Налоги росли даже тогда, когда благосостояние снижалось. Масштабная система государственной торговли и промышленности, созданная Кольбером, начала разрушаться еще до его смерти (1683). Отчасти она погибла из-за оттока людей с ферм и фабрик в лагеря и на поля сражений. В основном же она погибла из-за саморегулирования: государственные правила подавляли рост, который мог бы произойти при меньшем надзоре и сдерживании, большей свободе дышать, экспериментировать и ошибаться. Предпринимательство оказалось связанным лабиринтом приказов и наказаний; сложный механизм экономической деятельности, движимый утомительным голодом многих и изобретательской жадностью немногих, стонал и спотыкался под горой правил и грозил остановиться. Уже в 1685 году мы слышим крики laissez faire, за шестьдесят пять лет до Кеснея и Тюрго, за девяносто один до Адама Смита. "Высший секрет, - сказал один из интендантов Людовика XIV, - заключается в предоставлении полной свободы торговли". Никогда еще мануфактуры и торговля не были так расточительны в этом королевстве, как с тех пор, как мы взяли за правило укреплять их с помощью государственных указов". 21 Упадку способствовали и другие факторы. Гугеноты, бежавшие от преследований, уносили с собой свои экономические навыки, а иногда и сбережения. Торговля страдала от желания короля завоевывать, а не торговать. Экспорт сдерживался иностранными тарифами в ответ на французские пошлины на импорт. Англичане и голландцы оказались лучшими мореплавателями и колонизаторами, чем гордые и нетерпеливые галлы; компания "Инд" потерпела неудачу. Налоги препятствовали развитию сельского хозяйства, а нечестная валюта запутала и подкосила финансы.

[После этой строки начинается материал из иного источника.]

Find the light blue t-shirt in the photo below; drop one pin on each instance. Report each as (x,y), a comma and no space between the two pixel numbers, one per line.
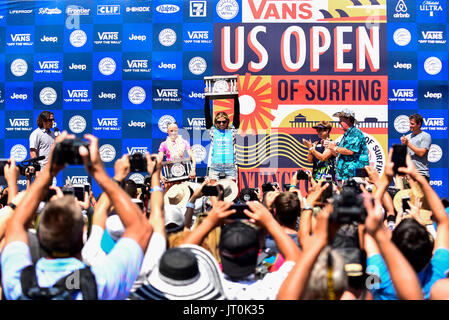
(115,275)
(435,271)
(223,151)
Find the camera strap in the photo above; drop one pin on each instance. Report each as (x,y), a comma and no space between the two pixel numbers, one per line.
(330,281)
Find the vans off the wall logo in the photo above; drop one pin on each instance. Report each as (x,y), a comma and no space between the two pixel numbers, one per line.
(433,65)
(19,152)
(167,37)
(107,153)
(227,9)
(197,65)
(19,67)
(48,96)
(77,124)
(402,124)
(136,95)
(78,38)
(402,37)
(107,66)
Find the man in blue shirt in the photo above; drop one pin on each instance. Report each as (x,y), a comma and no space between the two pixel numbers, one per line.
(351,151)
(429,257)
(60,234)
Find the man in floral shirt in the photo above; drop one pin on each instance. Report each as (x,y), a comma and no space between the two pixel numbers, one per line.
(351,151)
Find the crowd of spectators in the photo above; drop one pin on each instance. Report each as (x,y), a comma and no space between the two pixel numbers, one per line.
(335,240)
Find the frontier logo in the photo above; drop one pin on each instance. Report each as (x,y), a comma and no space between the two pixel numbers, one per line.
(403,95)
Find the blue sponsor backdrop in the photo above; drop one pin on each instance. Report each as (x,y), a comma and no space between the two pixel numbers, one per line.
(418,76)
(123,69)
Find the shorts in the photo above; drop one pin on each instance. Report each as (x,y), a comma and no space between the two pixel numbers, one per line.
(229,169)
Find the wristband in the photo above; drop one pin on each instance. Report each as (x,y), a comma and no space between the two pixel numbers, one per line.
(156,188)
(307,207)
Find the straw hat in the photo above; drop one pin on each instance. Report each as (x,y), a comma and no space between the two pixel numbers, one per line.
(188,272)
(231,190)
(425,215)
(178,195)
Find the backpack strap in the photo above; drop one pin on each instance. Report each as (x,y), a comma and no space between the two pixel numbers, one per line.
(28,279)
(87,283)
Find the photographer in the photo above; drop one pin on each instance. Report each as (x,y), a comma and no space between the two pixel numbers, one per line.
(322,159)
(60,232)
(429,258)
(351,151)
(42,138)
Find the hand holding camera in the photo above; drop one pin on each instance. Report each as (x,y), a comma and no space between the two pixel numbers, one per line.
(121,168)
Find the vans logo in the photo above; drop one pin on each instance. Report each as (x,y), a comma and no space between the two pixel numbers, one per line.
(107,122)
(25,122)
(137,149)
(167,93)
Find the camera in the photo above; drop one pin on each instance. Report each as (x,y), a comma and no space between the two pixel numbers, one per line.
(248,194)
(398,157)
(352,184)
(270,186)
(210,190)
(138,162)
(361,172)
(302,175)
(348,207)
(33,162)
(239,214)
(67,151)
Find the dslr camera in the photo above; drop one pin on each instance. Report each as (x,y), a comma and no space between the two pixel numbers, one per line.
(67,151)
(138,162)
(270,186)
(348,207)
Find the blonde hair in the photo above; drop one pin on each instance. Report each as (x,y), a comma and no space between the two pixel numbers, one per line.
(221,115)
(213,237)
(178,152)
(318,283)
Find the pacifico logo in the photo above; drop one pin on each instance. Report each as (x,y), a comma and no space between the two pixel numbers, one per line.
(402,37)
(19,67)
(227,9)
(197,65)
(164,121)
(433,65)
(199,152)
(402,124)
(136,95)
(107,66)
(77,124)
(78,38)
(167,37)
(19,152)
(435,153)
(48,96)
(107,153)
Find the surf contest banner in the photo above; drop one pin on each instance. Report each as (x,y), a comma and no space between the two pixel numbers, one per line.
(122,70)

Министры, служившие Людовику после смерти Кольбера, не могли сравниться по способностям с теми, кого король унаследовал от Ришелье и Мазарина. Сын Кольбера Жан Батист, маркиз де Сеньеле, получил министерство торговли и морское министерство; Клод Ле Пелетье возглавил финансы, но вскоре его сменил Луи Фелипо, сеньор де Поншартрэн; Лувуа остался военным министром. Новые люди были потрясены накопленной славой и властью Людовика XIV; они боялись принимать решения, и государственная машина ждала отягощенного разума короля. Только у Лувуа была своя воля, и она была направлена на войну - против гугенотов, против Нидерландов, против любого принца или народа, стоящего на пути расширения Франции. Лувуа создал лучшую армию в Европе; он приучил ее к дисциплине и храбрости, оснастил новейшим оружием и обучил нежному искусству штыка.* Но как можно было накормить такую армию или поддержать ее боевой дух, если она не сражалась и не побеждала?